While some of the new regulations focus on issues such as child labour and modern slavery, there is a trend towards mandatory due diligence for human rights and responsible conduct more broadly. The French duty of vigilance law, adopted in 2017, is the best-known example. Germany and Finland might move ahead with similar business regulations in 2020.
The challenge of implementation
A legal floor that compels companies to assess and address their negative impacts could be a watershed moment for sustainability.
It would further a demand that ISEAL and its members have long been advocates for; that companies need to adopt transparent and effective supply chain policies and invest in the most problematic areas of their supply chain.
However, while some of these new laws have already entered in to force, for many companies it remains unclear what implementation and compliance looks like. One challenging issue is how they can use external supply chain initiatives or tools, such as voluntary sustainability standards and certification systems, in their due diligence efforts.

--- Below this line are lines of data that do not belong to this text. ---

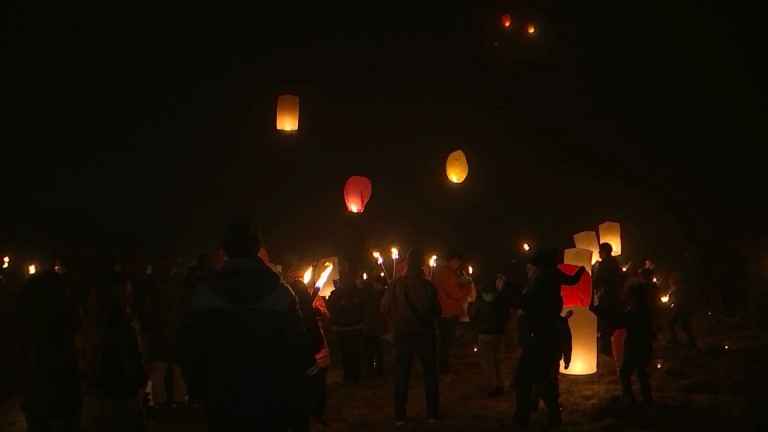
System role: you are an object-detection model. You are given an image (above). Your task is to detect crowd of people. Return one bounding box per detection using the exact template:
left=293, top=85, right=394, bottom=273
left=0, top=218, right=696, bottom=432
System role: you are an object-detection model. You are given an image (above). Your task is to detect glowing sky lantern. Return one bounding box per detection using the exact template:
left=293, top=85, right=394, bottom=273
left=558, top=248, right=597, bottom=375
left=344, top=176, right=371, bottom=213
left=573, top=231, right=600, bottom=269
left=598, top=222, right=621, bottom=256
left=276, top=95, right=299, bottom=131
left=445, top=150, right=469, bottom=183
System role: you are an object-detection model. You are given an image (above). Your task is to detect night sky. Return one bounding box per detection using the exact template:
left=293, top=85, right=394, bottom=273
left=0, top=0, right=768, bottom=280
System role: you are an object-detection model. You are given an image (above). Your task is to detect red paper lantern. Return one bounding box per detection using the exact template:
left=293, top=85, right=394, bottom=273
left=557, top=264, right=592, bottom=307
left=344, top=176, right=371, bottom=213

Leveraging effective due diligence tools
To provide clarity in this area, a new ISEAL briefing note summarises how standards systems and certification can be integrated into corporate due diligence efforts. The background research behind the briefing indicates that while standards systems are not a ‘silver bullet’ for conducting corporate due diligence in supply chains, they can and do play an effective supportive role for a wide range of businesses.

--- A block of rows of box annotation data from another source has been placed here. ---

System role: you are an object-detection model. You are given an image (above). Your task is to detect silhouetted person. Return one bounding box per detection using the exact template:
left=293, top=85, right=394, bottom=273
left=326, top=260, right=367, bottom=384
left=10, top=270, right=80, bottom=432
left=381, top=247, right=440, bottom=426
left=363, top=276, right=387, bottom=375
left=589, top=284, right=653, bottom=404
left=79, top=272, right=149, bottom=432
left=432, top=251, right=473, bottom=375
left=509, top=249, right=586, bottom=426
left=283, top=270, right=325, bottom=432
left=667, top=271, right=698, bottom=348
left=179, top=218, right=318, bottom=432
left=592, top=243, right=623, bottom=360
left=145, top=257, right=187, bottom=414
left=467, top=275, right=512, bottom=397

However, standards organisations can and should enhance their usefulness as due diligence tools. For example, by revising their requirements and scope, providing better and more detailed risk data, and enhancing their complaints and dispute management procedures.
While standards work to innovate and adapt, companies can already use them as part of their due diligence efforts – provided they understand the strengths and weaknesses of third party standards or initiatives, and build an effective due diligence policy around this insight. This means, for example, that businesses should not limit their due diligence policies and efforts to the procurement of certified goods or volumes.
The need for collective solutions
As due diligence on human rights and responsible business conduct becomes mainstream practice, it is important that tools and initiatives for sustainable market transformation, such as credible sustainability standards, become part of the conversation.
While legal frameworks that focus on corporate responsibilities are a critical new development, we cannot expect the due diligence efforts of individual companies to solve complex issues such as forced labour, living wages or deforestation. Addressing these issues requires collective solutions. Concretely, this means coordinated investment into partnerships and actions that target and support the highest-risk producers, workers, communities and ecosystems.
If 2020 is the start of a new era of mandatory corporate due diligence, we are hopeful this will deliver meaningful change that builds on existing solutions and unlocks more sustained and coordinated supply chain investment.
ISEAL and its members are committed to help make this new era a reality.